But there have been public concerns over the interpretation of the law. The alcoblow measures the blood alcohol concentration in the body and will indicate if a driver has taken alcohol beyond the prescribed limit.
In recent months, several drivers have been subjected to breath tests to obtain an indication of the proportion of alcohol in their blood.
The legally prescribed limit is 80 milligrams of alcohol in 100 millilitres of blood, (expressed as 0.08 per cent of blood alcohol content) which is equivalent to 35 milligrams of alcohol in 100 milligrams of breath.
According to the law, any police officer in uniform who has reasonable cause to suspect that a person driving appears to have consumed alcohol may require the person to provide a specimen of breath for a test.
Section 112 of Uganda’s Traffic Control and Road Safety Act 1998 outlaws anyone from driving or manning an engineering plant if they have consumed alcohol which exceeds the specified legal limit.
This legal limit was set by the Ministry of Works, Housing and Communications at 80 milligrams of alcohol in 100 millilitres of blood, (expressed as 0.08 per cent of blood alcohol content) which is equivalent to 35 milligrams of alcohol in 100 milligrams of breath.
There are many factors that influence the rate at which one person can get drunk. These include age, sex, size, duration of drinking, whether one has eaten any foods while drinking, whether one has urinated during the drinking process, among other factors.
However, concerns are rising out of the police’s interpretation of a section of the Traffic Control and Road Safety Act, an interpretation, which they are using as leeway to arrest anyone who has tasted alcohol, even if they have not exceeded the prescribed legal limit.
The prescribed legal limit of alcohol intake for a vehicle handler by the Ministry of Works Housing and communications is set at 80 milligrams of alcohol in 100 millilitres of blood or 35 milligrams of alcohol, which is 0.08 percent of blood alcohol content.
However, Traffic Police’s Senior Commissioner Steven Kasiima says Section 111 of the Traffic Control and Road Safety Act mandates the police to arrest any driver who has tasted alcohol.

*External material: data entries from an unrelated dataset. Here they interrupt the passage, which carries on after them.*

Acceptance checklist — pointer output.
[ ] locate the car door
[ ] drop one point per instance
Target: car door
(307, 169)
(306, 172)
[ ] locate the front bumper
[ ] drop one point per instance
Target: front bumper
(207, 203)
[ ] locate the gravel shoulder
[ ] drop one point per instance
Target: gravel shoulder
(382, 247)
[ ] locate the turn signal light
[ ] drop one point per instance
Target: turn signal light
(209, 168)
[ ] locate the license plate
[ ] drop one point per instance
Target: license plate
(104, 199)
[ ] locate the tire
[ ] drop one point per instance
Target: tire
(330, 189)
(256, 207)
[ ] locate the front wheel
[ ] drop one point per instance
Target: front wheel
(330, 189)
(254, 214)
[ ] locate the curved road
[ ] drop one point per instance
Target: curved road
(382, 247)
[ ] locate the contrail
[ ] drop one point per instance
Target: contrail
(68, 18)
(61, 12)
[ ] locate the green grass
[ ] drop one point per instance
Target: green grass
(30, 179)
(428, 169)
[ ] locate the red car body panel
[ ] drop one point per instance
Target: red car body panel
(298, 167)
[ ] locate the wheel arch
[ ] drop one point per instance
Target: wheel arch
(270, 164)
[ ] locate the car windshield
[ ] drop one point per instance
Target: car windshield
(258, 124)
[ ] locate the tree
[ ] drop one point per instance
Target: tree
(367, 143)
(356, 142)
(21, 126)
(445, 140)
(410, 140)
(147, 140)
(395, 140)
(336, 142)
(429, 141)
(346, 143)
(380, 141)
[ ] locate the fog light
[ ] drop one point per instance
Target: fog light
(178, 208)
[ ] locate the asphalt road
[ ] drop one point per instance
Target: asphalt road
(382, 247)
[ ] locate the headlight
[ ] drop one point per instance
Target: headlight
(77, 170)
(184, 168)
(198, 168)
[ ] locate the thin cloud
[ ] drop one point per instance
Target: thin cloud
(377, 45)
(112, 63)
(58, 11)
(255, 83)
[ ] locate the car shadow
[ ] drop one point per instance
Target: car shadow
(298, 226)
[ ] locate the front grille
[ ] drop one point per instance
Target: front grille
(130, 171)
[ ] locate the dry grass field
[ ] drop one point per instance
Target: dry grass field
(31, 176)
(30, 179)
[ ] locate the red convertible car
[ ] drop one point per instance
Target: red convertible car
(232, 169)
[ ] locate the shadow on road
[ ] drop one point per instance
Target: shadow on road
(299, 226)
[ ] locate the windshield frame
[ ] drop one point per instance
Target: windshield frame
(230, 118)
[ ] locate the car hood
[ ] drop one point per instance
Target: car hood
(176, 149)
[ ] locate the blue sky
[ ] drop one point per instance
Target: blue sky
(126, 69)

The section in question says: “Every person who, while under the influence of alcohol or a drug to such an extent as to be incapable of having proper control of the motor vehicle or trailer of engineering plant, drives or attempts to drive a motor vehicle, trailer of engineering plant, on any road, commits an offence.”

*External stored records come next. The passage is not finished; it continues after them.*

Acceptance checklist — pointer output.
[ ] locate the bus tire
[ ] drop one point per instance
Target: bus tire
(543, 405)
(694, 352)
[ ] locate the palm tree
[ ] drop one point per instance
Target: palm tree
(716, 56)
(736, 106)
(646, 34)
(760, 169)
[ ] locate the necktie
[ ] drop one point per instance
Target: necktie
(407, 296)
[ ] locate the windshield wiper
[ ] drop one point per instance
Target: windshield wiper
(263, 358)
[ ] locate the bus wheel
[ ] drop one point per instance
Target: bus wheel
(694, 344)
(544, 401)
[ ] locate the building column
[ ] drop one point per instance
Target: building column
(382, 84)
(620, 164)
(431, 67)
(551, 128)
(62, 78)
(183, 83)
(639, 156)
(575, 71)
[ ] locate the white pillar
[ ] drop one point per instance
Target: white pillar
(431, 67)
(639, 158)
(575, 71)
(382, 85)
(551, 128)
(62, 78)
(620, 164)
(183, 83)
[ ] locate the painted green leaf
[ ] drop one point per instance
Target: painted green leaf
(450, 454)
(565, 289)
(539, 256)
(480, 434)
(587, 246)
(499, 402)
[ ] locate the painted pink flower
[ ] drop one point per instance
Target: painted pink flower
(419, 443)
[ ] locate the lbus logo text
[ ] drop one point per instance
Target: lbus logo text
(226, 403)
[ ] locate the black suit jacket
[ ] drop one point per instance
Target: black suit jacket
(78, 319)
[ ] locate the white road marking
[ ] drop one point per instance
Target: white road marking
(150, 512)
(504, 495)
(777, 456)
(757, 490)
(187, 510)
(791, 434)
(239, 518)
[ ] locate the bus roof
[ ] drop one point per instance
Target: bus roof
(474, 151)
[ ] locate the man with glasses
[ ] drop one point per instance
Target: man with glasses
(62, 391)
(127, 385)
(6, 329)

The law does not expressly give the police authority to arrest drivers who have consumed alcohol and are driving under the limit, but only allows for an arrest if the offender has shown signs of being incapable of having proper control of the motor vehicle.
Probed with this query, Mr Kasiima says: “If you do not test if someone has taken alcohol, how else will you know that they are incapable of controlling a vehicle? Our legal limit is zero; as long as you have tasted alcohol, your body loses control of some of its sense and hence you should not be driving.”

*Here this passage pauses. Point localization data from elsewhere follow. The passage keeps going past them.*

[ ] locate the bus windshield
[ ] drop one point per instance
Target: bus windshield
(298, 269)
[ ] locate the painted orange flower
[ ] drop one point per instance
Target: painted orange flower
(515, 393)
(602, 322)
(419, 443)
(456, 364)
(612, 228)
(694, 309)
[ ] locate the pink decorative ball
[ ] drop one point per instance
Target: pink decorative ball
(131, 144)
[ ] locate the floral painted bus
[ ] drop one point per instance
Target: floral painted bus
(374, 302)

Asked whether the police could be carrying out the arrests illegally, Mr Kasiima says the police chose to arrest every driver who had tasted alcohol following a court ruling where a magistrate had interpreted Section 111 of the Traffic Control and Road Safety Act to mean anyone that has consumed a bit of alcohol. He, however, did not provide details of the case that provided this interpretation.